SimpleBoggleComputation Here is the logic for the additions in this file. Note that the code is commented enough for a read through to make sense.

  • Some imports that were needed have been made, like the Scanner (used to read the dictionary from the file) and the Iterator.
  • In order to read a dictionary from a file, I created the getDictionaryFromFile function which gets the filename as input and returns it in the form of a TreeSet of Strings. This function just reads a word from every line in the file and it converts it to Upper Case.
  • If we are in the Superstep 0, we have to initialize some things.
    • A new TextArrayListWritable object is creatd.
    • We extract the letter of the vertex by getting its id converting it to String and keeping only the first character.
    • Then we append the TextArrayListWritable object with the actual vertex id as well.
    • Lastly we send the message that we constructed to all the edges. Since it is the first step, every vertex has to send the message to every neighbor as no further restrictions apply yet.
  • If we are not in the first superstep then it is time for the more interesting computational actions to take place.
  • We get the letter of the vertex by getting the id and extracting its first character.
  • Then we iterate through all the received messages and for each one of them:
    • We create the new word by appending the letter of the current vertex to the first item of the message that is the current constructed word.
    • Since the current vertex has been just visited, we don't want it to be re-visited for the chain of the current word. For this reason we get the id and append it to the received message.
    • If the currently constructed word corresponds to any word in the dictionary (the full word and not just a prefix) then we add this word to the value(s) of the current vertex. If it already exists, then it is ok to re-add it as it means that the same word can be formed by following different paths that end to this node. This is a detail that seems more like a matter of implementation preference.
    • We don't want to send the message now through all the edges but only through those that are meaningful. We achieve this by checking against 2 things:
      • Make sure that the target vertex has not already been visited
      • Make sure that there exist words with the one that was created now as a prefix. Otherwise it would be pointless. Note that this kind of optimisation saves us potentially from a ton of meaningless message transmissions. Note that we don't want this to hold true because of the current word itself. The word itself has already been checked. So we check for words with at least one more character.
    • If any such words exist then, before we send the message to the appropriate edges, we modify the current message by replacing the old word with the new one that was created by the character append.
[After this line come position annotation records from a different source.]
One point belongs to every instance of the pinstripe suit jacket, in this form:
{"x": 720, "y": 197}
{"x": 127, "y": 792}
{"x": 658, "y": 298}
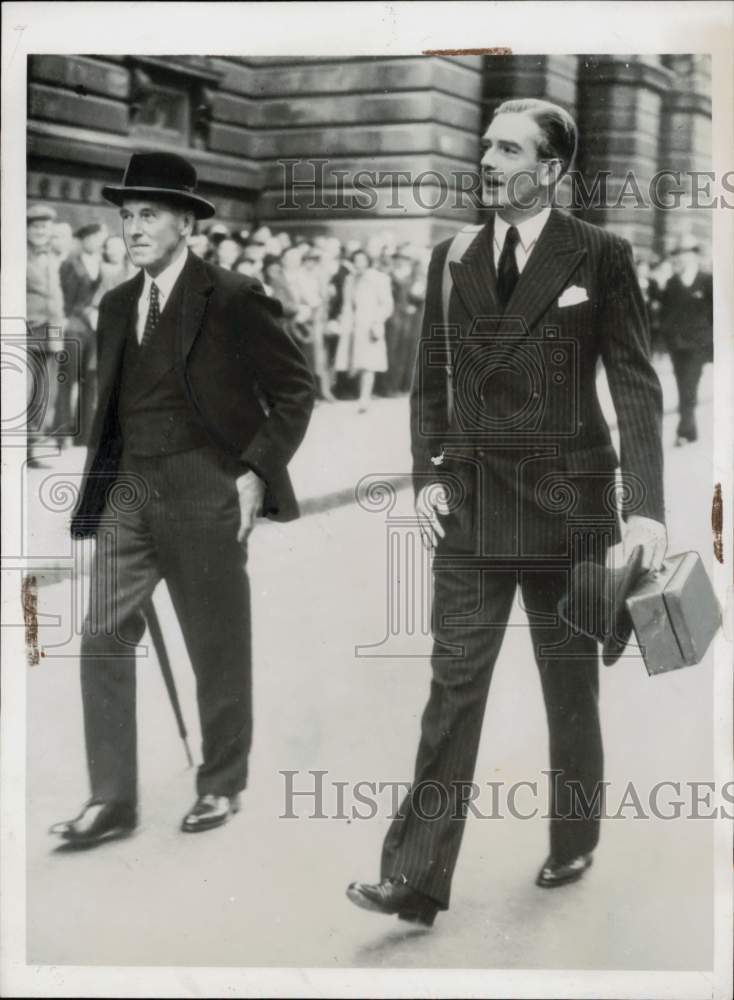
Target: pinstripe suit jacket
{"x": 527, "y": 453}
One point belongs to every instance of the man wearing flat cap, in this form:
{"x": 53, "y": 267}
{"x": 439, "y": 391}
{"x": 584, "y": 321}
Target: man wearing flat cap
{"x": 203, "y": 399}
{"x": 45, "y": 320}
{"x": 80, "y": 276}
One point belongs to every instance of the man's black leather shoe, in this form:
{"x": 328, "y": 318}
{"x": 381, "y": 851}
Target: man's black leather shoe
{"x": 98, "y": 821}
{"x": 394, "y": 896}
{"x": 555, "y": 873}
{"x": 209, "y": 811}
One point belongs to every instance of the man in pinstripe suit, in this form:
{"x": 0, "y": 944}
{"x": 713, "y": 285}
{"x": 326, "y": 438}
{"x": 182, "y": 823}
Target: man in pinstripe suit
{"x": 514, "y": 474}
{"x": 203, "y": 399}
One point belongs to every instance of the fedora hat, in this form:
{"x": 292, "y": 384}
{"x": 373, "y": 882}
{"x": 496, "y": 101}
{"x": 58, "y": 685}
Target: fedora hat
{"x": 160, "y": 176}
{"x": 595, "y": 603}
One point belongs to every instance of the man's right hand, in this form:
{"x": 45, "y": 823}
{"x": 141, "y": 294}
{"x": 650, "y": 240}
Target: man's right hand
{"x": 431, "y": 502}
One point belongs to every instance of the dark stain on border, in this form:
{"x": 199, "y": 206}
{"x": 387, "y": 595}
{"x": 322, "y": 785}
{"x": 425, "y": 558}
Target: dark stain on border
{"x": 29, "y": 598}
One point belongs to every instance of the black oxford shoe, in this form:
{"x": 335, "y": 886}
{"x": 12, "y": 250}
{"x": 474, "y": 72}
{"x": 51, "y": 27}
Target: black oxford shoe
{"x": 555, "y": 873}
{"x": 209, "y": 811}
{"x": 394, "y": 896}
{"x": 97, "y": 822}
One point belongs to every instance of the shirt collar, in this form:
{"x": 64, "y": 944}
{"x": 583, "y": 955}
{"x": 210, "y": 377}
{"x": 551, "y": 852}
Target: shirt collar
{"x": 529, "y": 229}
{"x": 166, "y": 279}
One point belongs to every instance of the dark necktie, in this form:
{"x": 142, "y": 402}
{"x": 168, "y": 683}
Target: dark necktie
{"x": 154, "y": 314}
{"x": 507, "y": 272}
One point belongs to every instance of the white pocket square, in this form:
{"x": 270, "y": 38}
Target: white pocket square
{"x": 572, "y": 296}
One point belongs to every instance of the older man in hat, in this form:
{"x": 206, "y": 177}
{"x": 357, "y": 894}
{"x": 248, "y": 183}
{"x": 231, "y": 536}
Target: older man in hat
{"x": 45, "y": 320}
{"x": 81, "y": 278}
{"x": 203, "y": 399}
{"x": 687, "y": 327}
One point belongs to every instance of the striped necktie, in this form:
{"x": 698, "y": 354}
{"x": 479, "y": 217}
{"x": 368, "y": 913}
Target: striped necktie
{"x": 154, "y": 314}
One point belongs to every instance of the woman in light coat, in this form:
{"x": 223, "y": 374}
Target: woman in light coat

    • Then, we send the message to the vertices that are eligible to receive it. Remember, no pointless communication takes place!
    • In order to achieve the previous we didn't – of course – use the sendMessageToAllEdges function that was used at step 0. Instead, we used the SendMessageToMultipleEdges function passing to it the appropriate list and the message.

And that's about it! I am pretty sure that it would perform good which quite bigger boggle board sizes as well – haven't tried it though!